Cloud Computing– it’s a relatively new term for a relatively old concept. For at least six months now I’ve been thinking about two inevitabilities: 1) that my servers will fail some day soon; and 2) that I may have to rapidly scale (up) some customer’s site because it will suddenly have traffic needs well beyond the capacity of my servers.
The answer is pretty obvious to me – I’ll soon be eliminating my own serves in favor of purchasing computing power in whatever quantities I need at the time. Scalable on demand. From one of the cloud service providers that are coming online now.
Buying cloud computing essentially means buying computing power without knowing or caring exactly where it is physically located or what type of equipment it’s on. Someone else buys the servers, puts them in racks, powers them, cools them, and connects them to the Internet.

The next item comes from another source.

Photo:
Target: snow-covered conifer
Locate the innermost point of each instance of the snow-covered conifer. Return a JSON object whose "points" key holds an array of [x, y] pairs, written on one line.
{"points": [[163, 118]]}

And they stand there ready to go into service whenever they’re needed.
I looked at Amazon EC2 first, because it’s been getting a lot of publicity. Amazon has built server farms that could scale up and down rapidly, and has been supporting its own services on those computers, for years. It’s was logical that they’d be in a position to sell “time” on servers to anyone who wants it…as long as they had the spare capacity. But Amazon charges $0.10 per hour for a basic “server” instance, which means $2.40 a day or over $72 a month for even one server. That’s pretty close to what I was paying Verio for a virtual private server in the late 1990s, and it’s probably 50% of what it costs me to have my own server with several times the capacity.

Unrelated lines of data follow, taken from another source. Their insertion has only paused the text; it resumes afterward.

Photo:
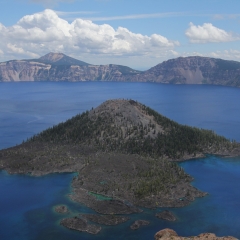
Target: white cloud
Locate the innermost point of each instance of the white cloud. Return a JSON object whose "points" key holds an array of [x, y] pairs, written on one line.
{"points": [[50, 2], [43, 32], [209, 33], [226, 54]]}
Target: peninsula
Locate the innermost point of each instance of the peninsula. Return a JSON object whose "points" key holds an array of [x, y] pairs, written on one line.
{"points": [[182, 70]]}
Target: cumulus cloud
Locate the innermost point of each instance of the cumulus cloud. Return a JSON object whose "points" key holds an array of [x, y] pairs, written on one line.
{"points": [[226, 54], [46, 31], [50, 2], [209, 33]]}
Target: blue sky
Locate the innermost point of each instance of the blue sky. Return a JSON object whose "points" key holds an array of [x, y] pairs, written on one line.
{"points": [[136, 33]]}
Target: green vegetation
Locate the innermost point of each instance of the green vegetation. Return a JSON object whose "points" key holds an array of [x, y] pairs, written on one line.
{"points": [[174, 141]]}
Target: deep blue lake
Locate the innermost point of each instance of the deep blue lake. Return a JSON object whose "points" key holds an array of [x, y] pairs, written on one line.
{"points": [[26, 202]]}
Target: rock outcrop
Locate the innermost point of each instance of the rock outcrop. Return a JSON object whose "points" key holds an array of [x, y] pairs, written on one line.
{"points": [[59, 67], [167, 234]]}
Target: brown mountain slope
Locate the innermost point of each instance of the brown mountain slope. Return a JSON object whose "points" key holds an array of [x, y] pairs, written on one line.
{"points": [[59, 67]]}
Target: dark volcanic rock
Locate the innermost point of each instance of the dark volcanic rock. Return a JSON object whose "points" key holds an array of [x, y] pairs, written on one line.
{"points": [[137, 224], [169, 234], [166, 215], [103, 207], [105, 219], [182, 70], [81, 225], [61, 209]]}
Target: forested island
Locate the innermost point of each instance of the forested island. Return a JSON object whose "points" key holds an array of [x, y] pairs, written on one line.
{"points": [[125, 154]]}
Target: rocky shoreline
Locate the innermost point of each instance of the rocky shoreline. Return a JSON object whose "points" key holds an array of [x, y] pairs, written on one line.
{"points": [[169, 234]]}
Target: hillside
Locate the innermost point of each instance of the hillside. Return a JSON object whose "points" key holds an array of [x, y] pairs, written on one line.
{"points": [[122, 150], [59, 67]]}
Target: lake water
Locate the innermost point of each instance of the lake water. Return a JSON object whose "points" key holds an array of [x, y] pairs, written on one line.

Then I ran across a company called Slicehost – recently acquired by Rackspace. These guys offer raw server instances (virtual private servers) starting at $20 a month. These $20 “slices” are small, but they get the job done and they’re ideal for hosting web sites that are simple, have low traffic requirements, and yet might have to be scaled up at a future date. To scale, you access the Slicehost online control panel, and within minutes you can have a much larger slice of a server – still “private” – with literally the click of a button.
Oh, and the “private” is important. My clients need pretty tight security, and running a web site on a virtual private server means they don’t have to worry about some other user of the same server having a weak password and getting hacked, consequently opening up a window to my client also getting hacked. With a virtual private server, there’s only one user, and you’re responsible for your own problems.
So the site you’re looking at right now is on Slicehost. On their smallest and cheapest offering. And yet handling the traffic pretty well. And on top of that, I have several sites all on the same slice. This isn’t for the faint of heart – I had a Ubuntu 8.04 server instance installed and from there I installed all of the services I needed, but this really requires some middling sysadmin expertise. (Takes me under an hour to provision one slice and bring up a WordPress instance. Then about 30 minutes for additional WordPress instances or web sites.)
This is the future and it’s slick.
Oh, by the way, the new look of the web site is not related to the switch to Slicehost. I just got tired of the old look, and loved this new theme, and switched over during the migration to Slicehost.